As we start the turn towards fall, birds in the northern hemisphere are busy preparing to migrate south.  For many birds, they have nested, raised their offspring and have started to gather into flocks.  Their metabolism shifts and they begin eating large quantities of food in order to build up the energy reserves needed for their upcoming journey.

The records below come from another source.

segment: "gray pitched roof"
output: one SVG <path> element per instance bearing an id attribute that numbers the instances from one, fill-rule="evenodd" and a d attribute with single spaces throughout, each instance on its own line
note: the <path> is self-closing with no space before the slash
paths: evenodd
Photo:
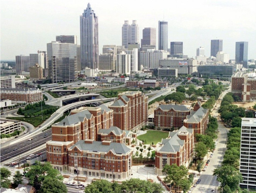
<path id="1" fill-rule="evenodd" d="M 170 139 L 162 139 L 161 144 L 163 145 L 159 150 L 161 151 L 176 152 L 179 151 L 181 147 L 184 144 L 184 140 L 181 140 L 178 136 L 181 132 L 189 132 L 193 131 L 188 131 L 186 127 L 182 126 L 177 132 L 169 132 L 169 137 Z"/>
<path id="2" fill-rule="evenodd" d="M 107 107 L 104 104 L 101 104 L 98 106 L 98 107 L 100 107 L 101 108 L 101 113 L 103 113 L 104 112 L 104 110 L 106 112 L 108 112 L 110 110 L 111 110 L 110 109 L 109 109 L 108 107 Z"/>
<path id="3" fill-rule="evenodd" d="M 118 154 L 126 153 L 131 151 L 123 143 L 111 142 L 109 145 L 103 145 L 101 141 L 94 141 L 93 143 L 86 143 L 84 140 L 80 140 L 71 146 L 73 149 L 75 146 L 80 150 L 88 150 L 90 151 L 108 152 L 111 150 L 113 153 Z"/>
<path id="4" fill-rule="evenodd" d="M 189 110 L 185 105 L 173 105 L 171 104 L 161 104 L 158 107 L 161 108 L 163 110 L 169 110 L 173 109 L 175 111 L 189 111 Z"/>
<path id="5" fill-rule="evenodd" d="M 57 123 L 57 125 L 63 125 L 65 122 L 65 125 L 71 125 L 79 122 L 83 121 L 85 117 L 90 119 L 92 114 L 88 110 L 85 110 L 78 113 L 66 117 L 62 120 Z"/>
<path id="6" fill-rule="evenodd" d="M 125 105 L 125 104 L 122 100 L 120 99 L 118 99 L 115 101 L 110 107 L 122 107 Z"/>
<path id="7" fill-rule="evenodd" d="M 123 132 L 123 130 L 119 129 L 117 127 L 112 126 L 108 129 L 99 129 L 98 132 L 98 133 L 104 133 L 109 134 L 111 132 L 115 135 L 122 135 Z"/>
<path id="8" fill-rule="evenodd" d="M 193 114 L 187 116 L 187 120 L 186 122 L 193 123 L 200 122 L 207 112 L 207 109 L 204 109 L 201 107 Z"/>

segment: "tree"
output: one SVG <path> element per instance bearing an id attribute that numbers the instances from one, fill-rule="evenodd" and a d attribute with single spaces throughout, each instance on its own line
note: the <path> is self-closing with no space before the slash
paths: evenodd
<path id="1" fill-rule="evenodd" d="M 204 157 L 208 152 L 207 147 L 203 143 L 201 142 L 199 142 L 195 145 L 195 164 L 197 165 L 197 161 L 200 159 L 201 158 Z"/>
<path id="2" fill-rule="evenodd" d="M 162 171 L 166 173 L 165 182 L 170 183 L 172 181 L 174 186 L 177 187 L 181 185 L 181 180 L 187 177 L 188 171 L 184 166 L 178 166 L 175 163 L 171 166 L 166 165 Z"/>
<path id="3" fill-rule="evenodd" d="M 179 86 L 176 88 L 176 92 L 179 92 L 185 93 L 186 92 L 186 89 L 183 86 Z"/>
<path id="4" fill-rule="evenodd" d="M 39 192 L 41 193 L 67 193 L 67 188 L 62 182 L 56 178 L 46 178 Z"/>
<path id="5" fill-rule="evenodd" d="M 53 168 L 49 162 L 42 165 L 40 162 L 36 162 L 35 165 L 31 166 L 26 176 L 29 178 L 29 184 L 33 186 L 37 190 L 40 190 L 42 182 L 46 178 L 56 178 L 62 180 L 63 177 L 59 172 Z"/>
<path id="6" fill-rule="evenodd" d="M 224 165 L 215 169 L 213 175 L 217 177 L 217 180 L 221 183 L 222 188 L 227 185 L 232 192 L 238 189 L 239 183 L 243 181 L 239 171 L 229 165 Z"/>
<path id="7" fill-rule="evenodd" d="M 19 184 L 22 184 L 22 174 L 19 170 L 17 171 L 13 176 L 13 184 L 15 187 Z"/>
<path id="8" fill-rule="evenodd" d="M 5 168 L 1 168 L 0 170 L 1 186 L 3 188 L 8 188 L 11 185 L 11 181 L 8 179 L 11 176 L 11 172 Z"/>

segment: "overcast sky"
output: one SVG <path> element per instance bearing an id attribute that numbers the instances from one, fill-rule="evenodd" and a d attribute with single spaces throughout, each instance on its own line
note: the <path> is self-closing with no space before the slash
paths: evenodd
<path id="1" fill-rule="evenodd" d="M 79 16 L 88 2 L 98 17 L 99 52 L 104 44 L 122 44 L 125 20 L 137 20 L 139 39 L 145 27 L 157 28 L 168 22 L 170 41 L 183 41 L 190 57 L 205 47 L 209 56 L 210 40 L 223 40 L 223 51 L 234 59 L 236 41 L 248 41 L 248 58 L 256 59 L 256 1 L 1 0 L 1 59 L 46 50 L 56 35 L 76 35 L 80 44 Z"/>

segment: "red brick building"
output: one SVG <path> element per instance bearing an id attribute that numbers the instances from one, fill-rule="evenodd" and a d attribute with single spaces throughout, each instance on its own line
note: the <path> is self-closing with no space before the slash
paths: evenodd
<path id="1" fill-rule="evenodd" d="M 238 96 L 244 102 L 249 101 L 251 98 L 256 98 L 256 79 L 253 78 L 250 74 L 232 77 L 232 93 Z"/>
<path id="2" fill-rule="evenodd" d="M 197 101 L 194 106 L 194 111 L 187 116 L 184 121 L 184 125 L 189 129 L 193 129 L 194 133 L 204 134 L 209 122 L 209 110 L 201 106 Z"/>
<path id="3" fill-rule="evenodd" d="M 141 91 L 119 94 L 109 107 L 114 111 L 113 126 L 122 130 L 136 132 L 147 125 L 148 98 Z"/>
<path id="4" fill-rule="evenodd" d="M 1 100 L 9 99 L 17 103 L 32 103 L 43 100 L 42 91 L 39 89 L 1 88 Z"/>
<path id="5" fill-rule="evenodd" d="M 162 139 L 155 150 L 155 173 L 164 175 L 162 170 L 166 164 L 176 163 L 187 168 L 193 158 L 194 130 L 183 126 L 179 130 L 169 132 L 168 137 Z"/>
<path id="6" fill-rule="evenodd" d="M 184 105 L 161 104 L 154 110 L 154 125 L 158 130 L 180 128 L 190 114 L 190 111 Z"/>
<path id="7" fill-rule="evenodd" d="M 69 171 L 78 169 L 80 174 L 96 177 L 126 178 L 131 173 L 132 155 L 123 143 L 80 140 L 69 149 Z"/>

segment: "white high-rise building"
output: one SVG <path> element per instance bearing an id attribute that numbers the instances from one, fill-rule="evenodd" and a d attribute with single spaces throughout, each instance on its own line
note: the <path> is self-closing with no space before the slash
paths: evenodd
<path id="1" fill-rule="evenodd" d="M 47 44 L 48 77 L 53 83 L 77 81 L 77 44 L 51 42 Z"/>
<path id="2" fill-rule="evenodd" d="M 140 64 L 145 68 L 158 68 L 159 60 L 166 59 L 169 52 L 164 50 L 152 50 L 147 52 L 140 52 Z"/>
<path id="3" fill-rule="evenodd" d="M 130 74 L 131 56 L 126 54 L 125 52 L 122 52 L 117 54 L 117 66 L 115 69 L 117 72 L 120 74 Z"/>
<path id="4" fill-rule="evenodd" d="M 139 43 L 139 26 L 136 20 L 133 20 L 130 25 L 127 20 L 122 27 L 122 45 L 128 48 L 128 43 Z"/>
<path id="5" fill-rule="evenodd" d="M 138 49 L 133 48 L 132 50 L 127 50 L 125 51 L 126 54 L 129 54 L 131 56 L 131 72 L 136 72 L 138 71 Z"/>
<path id="6" fill-rule="evenodd" d="M 256 190 L 256 118 L 242 118 L 240 172 L 240 187 Z"/>
<path id="7" fill-rule="evenodd" d="M 29 54 L 29 62 L 30 64 L 30 67 L 34 66 L 36 64 L 38 64 L 38 54 Z"/>
<path id="8" fill-rule="evenodd" d="M 80 16 L 81 69 L 99 67 L 99 30 L 98 17 L 88 3 Z"/>
<path id="9" fill-rule="evenodd" d="M 200 47 L 197 48 L 197 56 L 205 56 L 205 48 L 203 47 Z"/>
<path id="10" fill-rule="evenodd" d="M 217 62 L 228 64 L 229 60 L 229 55 L 223 52 L 218 52 L 216 56 L 216 59 Z"/>
<path id="11" fill-rule="evenodd" d="M 20 55 L 15 56 L 16 61 L 16 74 L 21 74 L 22 72 L 29 72 L 30 67 L 30 57 L 29 56 Z"/>

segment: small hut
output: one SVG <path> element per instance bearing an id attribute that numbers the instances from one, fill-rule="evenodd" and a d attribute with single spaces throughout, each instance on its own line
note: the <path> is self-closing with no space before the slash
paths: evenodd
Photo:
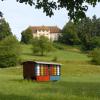
<path id="1" fill-rule="evenodd" d="M 61 64 L 51 62 L 26 61 L 23 63 L 24 79 L 36 81 L 56 81 L 60 79 Z"/>

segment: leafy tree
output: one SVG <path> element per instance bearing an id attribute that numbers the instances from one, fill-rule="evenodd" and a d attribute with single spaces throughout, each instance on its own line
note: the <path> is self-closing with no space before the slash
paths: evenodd
<path id="1" fill-rule="evenodd" d="M 4 1 L 4 0 L 2 0 Z M 37 9 L 43 9 L 48 16 L 54 14 L 53 10 L 65 8 L 68 11 L 70 19 L 77 21 L 84 18 L 88 5 L 95 7 L 100 0 L 16 0 L 20 3 L 34 5 Z"/>
<path id="2" fill-rule="evenodd" d="M 5 19 L 0 19 L 0 40 L 9 35 L 12 35 L 9 24 L 5 21 Z"/>
<path id="3" fill-rule="evenodd" d="M 33 35 L 32 35 L 32 30 L 30 28 L 27 28 L 25 31 L 23 31 L 21 35 L 22 35 L 21 37 L 22 43 L 25 43 L 25 44 L 31 43 L 33 39 Z"/>
<path id="4" fill-rule="evenodd" d="M 0 42 L 0 67 L 15 66 L 20 61 L 20 44 L 15 36 L 8 36 Z"/>
<path id="5" fill-rule="evenodd" d="M 49 39 L 45 36 L 40 36 L 39 38 L 33 39 L 33 54 L 40 54 L 44 56 L 45 53 L 52 51 L 53 46 Z"/>
<path id="6" fill-rule="evenodd" d="M 64 28 L 62 29 L 62 34 L 59 36 L 58 41 L 68 45 L 79 44 L 80 40 L 77 35 L 76 25 L 73 22 L 69 21 L 64 26 Z"/>
<path id="7" fill-rule="evenodd" d="M 78 36 L 83 50 L 91 50 L 92 21 L 90 18 L 83 19 L 77 24 Z"/>
<path id="8" fill-rule="evenodd" d="M 92 62 L 100 65 L 100 48 L 96 48 L 91 52 Z"/>
<path id="9" fill-rule="evenodd" d="M 3 13 L 0 11 L 0 17 L 2 18 L 3 17 Z"/>

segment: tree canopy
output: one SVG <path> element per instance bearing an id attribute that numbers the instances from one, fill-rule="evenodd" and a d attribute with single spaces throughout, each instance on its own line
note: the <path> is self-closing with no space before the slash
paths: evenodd
<path id="1" fill-rule="evenodd" d="M 25 44 L 31 43 L 31 40 L 33 39 L 31 28 L 27 28 L 25 31 L 21 33 L 21 35 L 22 35 L 21 37 L 22 43 L 25 43 Z"/>
<path id="2" fill-rule="evenodd" d="M 1 0 L 5 1 L 5 0 Z M 16 0 L 20 3 L 34 5 L 37 9 L 43 9 L 47 16 L 52 16 L 54 10 L 65 8 L 70 19 L 77 21 L 86 17 L 88 5 L 95 7 L 100 0 Z"/>
<path id="3" fill-rule="evenodd" d="M 5 21 L 5 19 L 0 19 L 0 40 L 5 37 L 12 35 L 9 23 Z"/>

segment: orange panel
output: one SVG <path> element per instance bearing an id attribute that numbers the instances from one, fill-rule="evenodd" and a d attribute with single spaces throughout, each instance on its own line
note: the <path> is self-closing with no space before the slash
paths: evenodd
<path id="1" fill-rule="evenodd" d="M 50 76 L 37 76 L 36 80 L 37 81 L 49 81 L 50 80 Z"/>

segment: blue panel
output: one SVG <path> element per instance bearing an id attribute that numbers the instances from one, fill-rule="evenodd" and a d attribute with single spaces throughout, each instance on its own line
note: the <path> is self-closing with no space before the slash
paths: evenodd
<path id="1" fill-rule="evenodd" d="M 54 81 L 54 80 L 59 80 L 60 76 L 50 76 L 50 80 Z"/>

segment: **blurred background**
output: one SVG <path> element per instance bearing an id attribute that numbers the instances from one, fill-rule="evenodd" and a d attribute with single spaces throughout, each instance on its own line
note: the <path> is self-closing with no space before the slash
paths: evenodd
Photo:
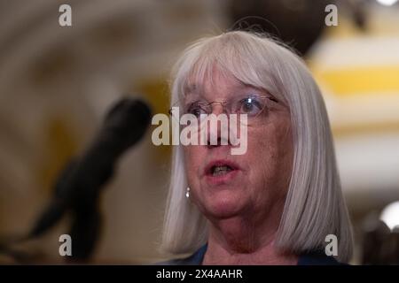
<path id="1" fill-rule="evenodd" d="M 59 24 L 63 4 L 72 7 L 72 27 Z M 337 26 L 325 23 L 330 4 Z M 0 264 L 64 264 L 59 237 L 74 223 L 70 210 L 25 236 L 109 109 L 128 96 L 166 113 L 179 52 L 201 36 L 248 28 L 296 49 L 322 88 L 354 224 L 351 263 L 398 264 L 395 0 L 0 0 Z M 98 237 L 82 263 L 165 257 L 157 245 L 171 149 L 153 145 L 152 130 L 101 184 Z"/>

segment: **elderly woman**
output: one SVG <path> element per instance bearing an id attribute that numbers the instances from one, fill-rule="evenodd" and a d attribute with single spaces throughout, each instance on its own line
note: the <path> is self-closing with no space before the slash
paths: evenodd
<path id="1" fill-rule="evenodd" d="M 231 142 L 174 148 L 162 248 L 193 254 L 167 264 L 350 258 L 350 221 L 325 107 L 297 56 L 248 32 L 204 38 L 177 62 L 171 93 L 181 114 L 246 114 L 247 150 L 231 155 Z M 331 234 L 335 256 L 325 254 Z"/>

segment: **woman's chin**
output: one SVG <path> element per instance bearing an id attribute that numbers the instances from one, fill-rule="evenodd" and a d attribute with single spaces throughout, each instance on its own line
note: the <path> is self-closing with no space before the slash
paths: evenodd
<path id="1" fill-rule="evenodd" d="M 239 214 L 243 209 L 243 198 L 231 194 L 217 194 L 207 200 L 207 214 L 212 218 L 228 218 Z"/>

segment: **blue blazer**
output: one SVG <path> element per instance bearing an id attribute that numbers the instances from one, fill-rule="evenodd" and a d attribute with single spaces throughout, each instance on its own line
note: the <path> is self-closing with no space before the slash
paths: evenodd
<path id="1" fill-rule="evenodd" d="M 207 244 L 205 244 L 192 256 L 185 258 L 172 259 L 159 263 L 160 265 L 201 265 Z M 344 265 L 333 256 L 328 256 L 322 250 L 303 253 L 299 256 L 298 265 Z"/>

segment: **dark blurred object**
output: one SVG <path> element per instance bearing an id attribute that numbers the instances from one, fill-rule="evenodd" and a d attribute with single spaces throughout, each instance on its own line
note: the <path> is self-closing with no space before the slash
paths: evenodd
<path id="1" fill-rule="evenodd" d="M 233 29 L 266 32 L 306 55 L 327 27 L 325 9 L 328 4 L 338 6 L 339 19 L 342 9 L 357 27 L 364 27 L 363 0 L 232 0 L 230 15 Z"/>
<path id="2" fill-rule="evenodd" d="M 362 264 L 399 264 L 399 228 L 391 232 L 377 214 L 372 213 L 363 230 Z"/>
<path id="3" fill-rule="evenodd" d="M 101 227 L 101 188 L 113 176 L 119 157 L 144 135 L 150 119 L 151 111 L 145 103 L 128 98 L 118 102 L 106 114 L 91 146 L 62 171 L 53 198 L 28 239 L 42 235 L 69 212 L 72 256 L 66 258 L 74 262 L 88 260 Z"/>

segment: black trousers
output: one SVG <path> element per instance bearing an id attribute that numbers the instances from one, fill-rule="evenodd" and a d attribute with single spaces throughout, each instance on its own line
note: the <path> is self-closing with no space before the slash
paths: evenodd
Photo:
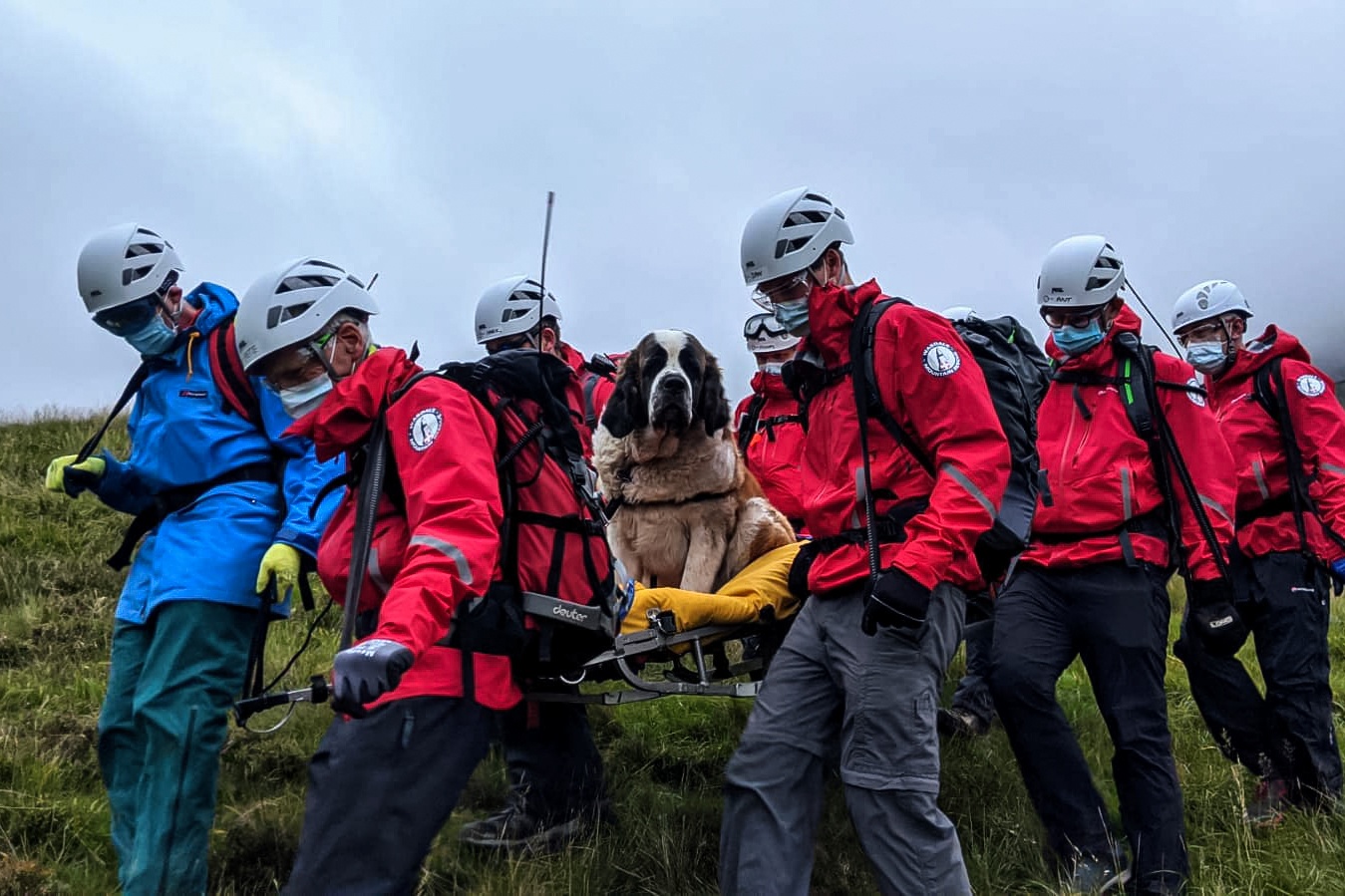
<path id="1" fill-rule="evenodd" d="M 1263 778 L 1289 784 L 1294 802 L 1332 805 L 1341 795 L 1341 755 L 1332 720 L 1330 581 L 1299 553 L 1239 565 L 1237 611 L 1251 628 L 1266 679 L 1262 696 L 1241 661 L 1210 657 L 1182 620 L 1176 652 L 1219 748 Z"/>
<path id="2" fill-rule="evenodd" d="M 578 693 L 578 687 L 558 686 Z M 522 702 L 500 720 L 510 788 L 549 823 L 607 802 L 603 756 L 584 704 Z"/>
<path id="3" fill-rule="evenodd" d="M 285 893 L 414 893 L 434 835 L 490 749 L 496 714 L 459 697 L 410 697 L 335 720 L 308 764 Z"/>
<path id="4" fill-rule="evenodd" d="M 1063 860 L 1108 856 L 1107 810 L 1056 701 L 1083 658 L 1115 747 L 1120 818 L 1139 892 L 1188 873 L 1181 786 L 1167 728 L 1166 576 L 1150 566 L 1020 566 L 995 603 L 990 687 L 1028 795 Z"/>

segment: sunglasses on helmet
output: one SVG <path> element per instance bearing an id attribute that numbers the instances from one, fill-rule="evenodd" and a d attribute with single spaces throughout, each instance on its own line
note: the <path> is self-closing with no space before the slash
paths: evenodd
<path id="1" fill-rule="evenodd" d="M 1093 320 L 1102 315 L 1102 309 L 1107 305 L 1091 305 L 1088 308 L 1042 308 L 1041 319 L 1046 322 L 1048 327 L 1054 327 L 1060 330 L 1061 327 L 1073 327 L 1075 330 L 1083 330 Z"/>
<path id="2" fill-rule="evenodd" d="M 768 289 L 757 287 L 756 289 L 752 291 L 752 300 L 759 305 L 761 305 L 763 308 L 768 308 L 773 304 L 780 304 L 781 301 L 792 301 L 796 299 L 802 299 L 803 296 L 807 295 L 807 292 L 803 288 L 810 285 L 810 283 L 811 281 L 808 278 L 808 272 L 800 270 L 788 280 L 779 283 Z"/>
<path id="3" fill-rule="evenodd" d="M 783 335 L 784 327 L 775 319 L 775 315 L 752 315 L 742 324 L 744 339 L 765 339 Z"/>
<path id="4" fill-rule="evenodd" d="M 160 312 L 160 309 L 169 311 L 164 297 L 176 284 L 178 272 L 169 270 L 159 289 L 141 299 L 128 301 L 124 305 L 104 308 L 102 311 L 94 313 L 93 322 L 108 332 L 118 336 L 126 332 L 134 332 L 148 324 L 153 316 Z"/>

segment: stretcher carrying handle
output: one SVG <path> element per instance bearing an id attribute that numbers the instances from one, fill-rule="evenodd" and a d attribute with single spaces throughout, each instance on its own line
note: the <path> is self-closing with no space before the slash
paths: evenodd
<path id="1" fill-rule="evenodd" d="M 364 445 L 364 468 L 359 476 L 355 503 L 355 533 L 350 549 L 350 578 L 346 580 L 346 604 L 342 607 L 340 643 L 346 650 L 355 640 L 355 620 L 359 616 L 359 593 L 369 569 L 369 550 L 374 545 L 374 521 L 378 502 L 383 495 L 383 475 L 387 471 L 386 409 L 378 413 Z"/>
<path id="2" fill-rule="evenodd" d="M 308 687 L 239 700 L 234 704 L 234 721 L 238 722 L 239 728 L 246 728 L 247 720 L 264 709 L 270 709 L 272 706 L 285 706 L 288 704 L 325 704 L 330 696 L 331 685 L 327 682 L 327 678 L 323 675 L 313 675 L 309 679 Z"/>

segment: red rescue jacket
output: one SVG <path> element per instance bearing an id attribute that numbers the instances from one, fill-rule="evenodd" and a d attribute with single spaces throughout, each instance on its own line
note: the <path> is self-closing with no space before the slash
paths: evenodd
<path id="1" fill-rule="evenodd" d="M 335 385 L 291 435 L 308 436 L 321 459 L 358 449 L 379 408 L 421 367 L 401 348 L 379 348 Z M 406 644 L 414 665 L 373 706 L 406 697 L 461 697 L 463 654 L 438 644 L 459 604 L 479 597 L 499 576 L 500 505 L 495 421 L 476 400 L 440 377 L 425 377 L 386 412 L 389 472 L 405 510 L 383 490 L 374 523 L 359 609 L 378 611 L 370 638 Z M 317 548 L 317 574 L 343 601 L 355 530 L 355 491 L 347 490 Z M 472 655 L 472 696 L 508 709 L 522 693 L 504 657 Z"/>
<path id="2" fill-rule="evenodd" d="M 851 288 L 815 289 L 808 301 L 811 335 L 803 352 L 816 351 L 829 369 L 850 362 L 850 331 L 859 308 L 882 297 L 873 280 Z M 928 507 L 905 526 L 905 541 L 878 546 L 880 566 L 898 566 L 933 588 L 979 584 L 972 554 L 990 529 L 1009 480 L 1005 440 L 981 367 L 944 318 L 897 304 L 878 322 L 874 370 L 884 406 L 928 456 L 931 479 L 878 420 L 869 420 L 869 455 L 880 515 L 913 500 Z M 823 387 L 808 405 L 808 432 L 799 470 L 803 519 L 814 538 L 863 525 L 859 422 L 849 377 Z M 868 552 L 845 545 L 819 556 L 808 573 L 814 592 L 866 578 Z"/>
<path id="3" fill-rule="evenodd" d="M 756 432 L 752 433 L 742 457 L 748 470 L 761 483 L 761 491 L 776 510 L 790 518 L 795 529 L 803 525 L 803 498 L 799 494 L 799 457 L 803 453 L 803 421 L 799 402 L 784 387 L 780 374 L 756 371 L 752 394 L 738 402 L 733 413 L 733 426 L 741 432 L 748 406 L 763 398 L 757 413 Z M 740 443 L 741 444 L 741 443 Z"/>
<path id="4" fill-rule="evenodd" d="M 1063 370 L 1114 377 L 1112 342 L 1120 332 L 1139 332 L 1139 318 L 1128 307 L 1096 348 L 1069 357 L 1048 338 L 1046 352 Z M 1154 354 L 1154 374 L 1159 382 L 1196 383 L 1190 365 L 1171 355 Z M 1228 445 L 1205 398 L 1162 386 L 1157 391 L 1216 539 L 1227 552 L 1235 498 Z M 1037 412 L 1037 455 L 1046 482 L 1037 499 L 1032 545 L 1021 562 L 1054 569 L 1124 560 L 1122 533 L 1128 530 L 1137 561 L 1169 565 L 1163 494 L 1149 445 L 1126 416 L 1116 385 L 1052 382 Z M 1173 487 L 1192 576 L 1217 578 L 1213 554 L 1176 476 Z"/>
<path id="5" fill-rule="evenodd" d="M 593 431 L 603 416 L 607 400 L 616 389 L 616 377 L 601 374 L 589 367 L 588 359 L 580 354 L 578 348 L 562 342 L 561 354 L 565 363 L 574 371 L 574 379 L 565 393 L 565 401 L 570 406 L 570 413 L 580 429 L 584 440 L 584 456 L 593 456 Z"/>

How do these birds know when it's time to go?  What signals do they look for? Experts believe there are several factors that trigger the migration instinct:

  • the change in daylight hours and the overall angle of the sun
  • dropping temperatures
  • dying out of summer crops and plantings
  • the ability of their offspring to live on their own or migrate

Birds in the northern hemisphere use four major flyways on their way to Mexico, Central or South America, the Atlantic, Mississippi, Central and Pacific flyways.  Within these major routes are thousands of smaller routes.  Along with known resting sites from previous trips, birds follow these routes guided by the stars, the earth's magnetic field and visual landmarks. What can we do to help our feathered friends find their way during their flight?  According to Morebirds.com there are several ways we can help including:

  • create low lying-landscapes
  • clean out feeders and keep them filled
  • provide a variety of foods such as black oil sunflower seeds, suet, peanuts, hempseed and fresh fruit
  • provide a water source
  • use protective decals on your windows to prevent bird strikes

What about the birds that don't migrate?  There are many types of birds that have acclimated to the colder weather and don't make the journey such as house finches, house sparrows, blue jays, robins, starlings, northern cardinals, american goldfinches, tufted titmice, black-capped chickadees, dark-eyed juncos, downy woodpeckers, northern mockingbirds, birds of prey, owls, game birds and more!  We can also make our yards and gardens a little more hospitable to those birds that brave the elements by doing the following:

  • keep feeders clean, full and reposition them to a more sheltered location such as closer to trees, houses or other structures
  • provide winter foods that are high in fat such as suet, mealworms and peanuts
  • install a cover over the feeder to keep snow and the elements off the feeder
  • keep a fresh source of water available
  • install a roosting box allowing several birds to huddle together for warmth

Fall migration is considered a dangerous journey for birds as they expend a huge amount of energy to fly hundreds or even thousands of miles to their destination.  Loss of habitat, weather systems, harsh terrain and even urban areas with tall buildings all are risk factors for migrating birds.  By utilizing some of the pointers listed above we can help make their trip a little easier while also making the winter a bit more bearable for those birds that stay closer to home.